A man with a thin moustache
like a dusted fossil above his lip (Like the idea of this, but no sure if it works, because fossil is too general to visualise. You need a specific fossil, like an ammonite, I think)
creeps towards loaves of bread,
gropes a sliced pan
till he finds one that yields most
to the curl of his hand.

Behind,
an old lady trundles her trolley, (A bit cliched - language and image)
squeaking and jerking with neglect, (nice metaphor, if intended)
dysfunction.
She eyes jars on a high shelf,
jammed tight as stained glass. (This image just about works for me. It may not work for others though)
Pity her
as her fingers tremble. (This seems like N is requesting ‘pity‘ of the readEr. Is this correct? If so, I find this this a bit strange)

A crude curator jabs cookies (I like the line - great)
to a barren shelf,
distracted by the pretty student
who burdens her phone with talk of deadlines
till she ends the call, studies the shelf
and fixes a pack of Fig Rolls snug
to the corner of her basket. (besides the first line, this stanza isn’t doing enough for me)

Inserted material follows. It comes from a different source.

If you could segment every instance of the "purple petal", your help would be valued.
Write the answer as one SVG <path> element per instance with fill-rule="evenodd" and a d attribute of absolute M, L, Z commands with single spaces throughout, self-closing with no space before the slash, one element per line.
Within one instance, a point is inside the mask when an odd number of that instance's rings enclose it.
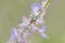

There’s sweet relief from the breath of the freezer,
with chicken corpses dismembered, minced,
mummified in breadcrumb. (Nice phrase and sonics)
Time to consult the shopping list
and be sure nothing’s missed,
time to study the casts of queues
and make a decision.

A muscly man
with mountainous arms (Too cliched for me)
red as the meat pressed to his chest (Strong line)
regrets his choice as the lady at the till
dashes off to fetch an item.
He closes his eyes,
wonders
how much life he’ll spend in queues,
how many minutes waiting
as others fumble
with petty change. (Is the ‘petty change’ maybe an image for the characters you have described? It’s fairly harsh if it is.)

QUERIES

How does the title fit? Boring?

Same for the first 3 lines? Ditch them?

Are many of the images a touch too far?

Other weak points?

Thanks a million, everyone. I appreciate you giving the time and energy to this.